Two young men, one bi-racial and the other white, meet in an overnight lockup and begin their shared twenty-year downward spiral into alcoholism and homelessness. LeRoy and Harmon work together, drink together, brawl together, and as Harmon suffers from his final illness, they both bed Edna, a wealthy widow who, out of pity, curiosity, and loneliness, takes them into her vacation home by the river. Through episodes rendered from shifting, multiple points of view, a series of flashbacks, and LeRoy’s adventure stories—this very smart but uneducated man’s attempts at fantasy writing—we learn of the people and tragedies that shaped their lives and those whose lives unravel along with theirs at the seams of race, class, and religion, and where no one ever quite tells the truth.
“In No Place to Pray, James Carpenter fires up the Southern gothic intensity of ten mortal lifetimes. The conscience burns, the prose sings, and his characters’ dreams will haunt your own.” ~ Kafka Prize-winning author Edie Meidav, author of Kingdom of the Young.

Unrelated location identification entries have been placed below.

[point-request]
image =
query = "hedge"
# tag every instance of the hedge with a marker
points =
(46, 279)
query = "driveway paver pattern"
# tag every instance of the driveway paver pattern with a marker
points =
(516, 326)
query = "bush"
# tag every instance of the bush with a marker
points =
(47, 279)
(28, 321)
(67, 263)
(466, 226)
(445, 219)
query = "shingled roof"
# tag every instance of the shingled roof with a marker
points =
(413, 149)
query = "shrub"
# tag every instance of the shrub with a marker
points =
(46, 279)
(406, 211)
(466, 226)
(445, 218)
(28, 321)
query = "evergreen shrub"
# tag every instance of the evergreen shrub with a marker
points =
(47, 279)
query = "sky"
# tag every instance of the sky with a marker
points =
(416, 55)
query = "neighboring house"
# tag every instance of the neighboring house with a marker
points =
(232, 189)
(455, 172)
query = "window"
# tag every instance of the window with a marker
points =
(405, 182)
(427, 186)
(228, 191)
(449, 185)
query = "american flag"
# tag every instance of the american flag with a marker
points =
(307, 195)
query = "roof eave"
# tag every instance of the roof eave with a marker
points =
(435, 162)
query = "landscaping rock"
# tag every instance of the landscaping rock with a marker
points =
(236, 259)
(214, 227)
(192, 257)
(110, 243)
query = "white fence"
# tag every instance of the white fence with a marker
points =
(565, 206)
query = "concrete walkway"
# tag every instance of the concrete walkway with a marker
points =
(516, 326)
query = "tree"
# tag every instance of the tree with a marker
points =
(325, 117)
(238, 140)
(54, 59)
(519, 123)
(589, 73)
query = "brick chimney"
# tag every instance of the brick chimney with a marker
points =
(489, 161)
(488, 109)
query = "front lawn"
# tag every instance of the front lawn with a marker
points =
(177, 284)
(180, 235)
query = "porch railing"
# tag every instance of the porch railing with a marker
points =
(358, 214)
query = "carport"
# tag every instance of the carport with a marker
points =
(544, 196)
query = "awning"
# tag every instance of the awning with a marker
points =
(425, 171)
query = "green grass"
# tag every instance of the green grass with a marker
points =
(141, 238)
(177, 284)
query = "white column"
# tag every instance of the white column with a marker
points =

“No Place to Pray is located at the creative nexus where Faulkner, Cormac McCarthy, and Richard Pryor converge. Rarely do writers explore, much less depict with insight, irony, and comedy, the endless lower depths of American culture …” ~ Larry Bensky, Executive Producer, “Radio Proust;” and former contributing editor to the Los Angeles Times Book Review
“… Reading this novel is like wandering through rooms suffused with a rich, smoky scent: simply furnished rooms filled with complex characters stumbling through hard lives, finding moments of grace …” ~ Sharon Guskin, author of The Forgetting Time
“No Place to Pray is an astonishing accomplishment. James Carpenter opens the window to a complex hardscrabble community, a part of our country that we rarely see so clearly. His characters navigate a universe that rests on indifference and resignation. Despite the relentless push toward degradation the human spirit pushes back with strength, humor, dignity, and imagination. Drunk or sober, Carpenter’s characters speak their version of truth, sometimes mean, sometimes tender, sometimes violent, sometimes filled with humor and irony, always honest, and always without rounding the rough edges. James Carpenter is a gifted writer. This book is an important addition to our understanding of contemporary America.” ~ Vern Miller, Publisher, Fifth Wednesday Journal
James Carpenter began writing fiction after an eclectic career in education, business, and information technology, including a position as an affiliated faculty member at The Wharton School. His short fiction has appeared in the Chicago Tribune’s Printers Row, Fiction International, and North Dakota Quarterly. Three of his stories were nominated for the Pushcart Prize and he is a recipient of Descant’s Frank O’Connor Prize.